Where does that happen in NYC or anywhere for that matter in a metropolitan city? The wood material that he uses really do come and from salvaged from old buildings- like the white pine. Not just any buildings, but historic buildings that was/is part of old New York City. What better way to capture that, but to put it in guitar builds for people to play and record with. His guitars has a feel and look that is not “refined” which folks who gigs with vintage instruments tend to favor because they feel worn like an old shoe or an old baseball glove not needing a “break-in” period. Definitely if you like new and very polished guitars these are not for sure. Here is the sad part- the rent in premium spaces in NYC is super expensive. How about $ 1K- 2K per square foot for a new lease. Some of those folks who has retail stores actually are able to do it because there lease is older and does not have the inflatable rent hike. With that said, you would imagine that this luthier would charge a hefty build fee due to his location- he doesn’t and he keeps the cost accessible and manageable. 

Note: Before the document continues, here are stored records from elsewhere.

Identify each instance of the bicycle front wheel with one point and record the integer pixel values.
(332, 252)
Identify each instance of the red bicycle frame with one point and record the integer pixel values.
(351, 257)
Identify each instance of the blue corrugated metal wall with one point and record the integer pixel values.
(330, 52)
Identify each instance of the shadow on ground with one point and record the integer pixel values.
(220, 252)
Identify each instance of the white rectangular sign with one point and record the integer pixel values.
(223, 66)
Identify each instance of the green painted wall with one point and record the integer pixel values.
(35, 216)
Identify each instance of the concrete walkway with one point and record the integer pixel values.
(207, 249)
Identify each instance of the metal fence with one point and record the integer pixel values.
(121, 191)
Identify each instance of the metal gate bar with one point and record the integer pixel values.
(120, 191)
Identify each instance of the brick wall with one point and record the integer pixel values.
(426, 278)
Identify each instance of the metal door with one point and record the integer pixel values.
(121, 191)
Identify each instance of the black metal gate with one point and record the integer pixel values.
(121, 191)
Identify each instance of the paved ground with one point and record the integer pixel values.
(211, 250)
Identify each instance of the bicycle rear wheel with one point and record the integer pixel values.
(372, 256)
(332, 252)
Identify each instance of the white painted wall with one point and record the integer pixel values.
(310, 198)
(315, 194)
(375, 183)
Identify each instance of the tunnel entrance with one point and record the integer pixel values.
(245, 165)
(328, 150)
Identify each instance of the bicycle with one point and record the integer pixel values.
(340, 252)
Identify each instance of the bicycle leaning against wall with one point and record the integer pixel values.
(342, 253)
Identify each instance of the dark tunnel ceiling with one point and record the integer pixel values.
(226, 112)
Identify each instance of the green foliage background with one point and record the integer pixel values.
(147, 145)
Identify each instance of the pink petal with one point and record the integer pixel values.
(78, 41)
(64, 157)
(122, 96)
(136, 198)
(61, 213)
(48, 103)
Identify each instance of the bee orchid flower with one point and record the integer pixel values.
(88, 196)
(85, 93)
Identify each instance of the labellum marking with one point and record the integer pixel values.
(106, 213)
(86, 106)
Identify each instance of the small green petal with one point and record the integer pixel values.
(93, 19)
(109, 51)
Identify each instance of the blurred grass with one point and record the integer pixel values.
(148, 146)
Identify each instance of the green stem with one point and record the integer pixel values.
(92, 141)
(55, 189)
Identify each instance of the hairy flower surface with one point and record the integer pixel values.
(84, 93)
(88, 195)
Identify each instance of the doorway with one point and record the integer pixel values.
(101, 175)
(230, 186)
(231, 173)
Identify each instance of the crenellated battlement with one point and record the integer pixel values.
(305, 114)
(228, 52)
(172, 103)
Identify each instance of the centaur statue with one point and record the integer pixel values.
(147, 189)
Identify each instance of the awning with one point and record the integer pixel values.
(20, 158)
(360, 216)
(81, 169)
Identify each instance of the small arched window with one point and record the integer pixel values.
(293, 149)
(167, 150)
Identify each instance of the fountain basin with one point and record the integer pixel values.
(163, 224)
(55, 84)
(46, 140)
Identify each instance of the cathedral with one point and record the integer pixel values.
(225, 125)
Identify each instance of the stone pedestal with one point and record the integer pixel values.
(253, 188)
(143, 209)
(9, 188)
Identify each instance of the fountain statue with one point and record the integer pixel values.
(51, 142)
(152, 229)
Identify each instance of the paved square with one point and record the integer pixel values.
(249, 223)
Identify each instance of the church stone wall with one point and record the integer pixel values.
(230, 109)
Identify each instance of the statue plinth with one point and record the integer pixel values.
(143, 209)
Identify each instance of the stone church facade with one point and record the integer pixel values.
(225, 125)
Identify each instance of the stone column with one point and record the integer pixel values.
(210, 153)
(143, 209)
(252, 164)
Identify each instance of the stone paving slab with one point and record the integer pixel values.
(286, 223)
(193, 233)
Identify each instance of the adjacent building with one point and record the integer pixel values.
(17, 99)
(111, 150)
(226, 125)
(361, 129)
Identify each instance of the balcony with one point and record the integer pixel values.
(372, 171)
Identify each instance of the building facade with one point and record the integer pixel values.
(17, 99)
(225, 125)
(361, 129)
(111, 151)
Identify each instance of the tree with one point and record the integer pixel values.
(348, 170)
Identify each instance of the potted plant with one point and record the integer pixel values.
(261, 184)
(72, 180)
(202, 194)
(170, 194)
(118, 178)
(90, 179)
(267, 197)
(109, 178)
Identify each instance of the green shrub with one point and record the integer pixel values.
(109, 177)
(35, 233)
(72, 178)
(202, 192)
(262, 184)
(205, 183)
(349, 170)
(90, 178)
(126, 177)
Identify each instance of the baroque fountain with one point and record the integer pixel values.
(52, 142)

I have no association with the builder or trying to promote his work, but just clear admiration of “old school” way of building and to show my admiration as well as respect to a dying and lost art.

Reactions: Like 2


----------



## FLQuacker (Feb 22, 2019)

I'll definitely check that out when we escape from the dial up speed location.


----------



## Eric Rorabaugh (Mar 12, 2022)

@FLQuacker
Wayne. Did you ever make the turkey call from this? If so, where's the pics? And any pen blank size cutoffs laying around?

Reactions: Like 1


----------



## JerseyHighlander (Mar 13, 2022)

Ybor City! Home of Tampa Bay Brewing Co and some damned fine hand rolled cigars... It's been too long.
That's some pretty wood. What are you planning to make from it?
I once had a large pine timber from an 1800's mill here in North Jersey many years ago. Never did get to work with it, some POS stole it.


----------



## FLQuacker (Mar 26, 2022)

Eric Rorabaugh said:


> @FLQuacker
> Wayne. Did you ever make the turkey call from this? If so, where's the pics? And any pen blank size cutoffs laying around?


I did..not impressed, but it was never meant to hunt. No pics...no scraps left.

Reactions: Like 1


----------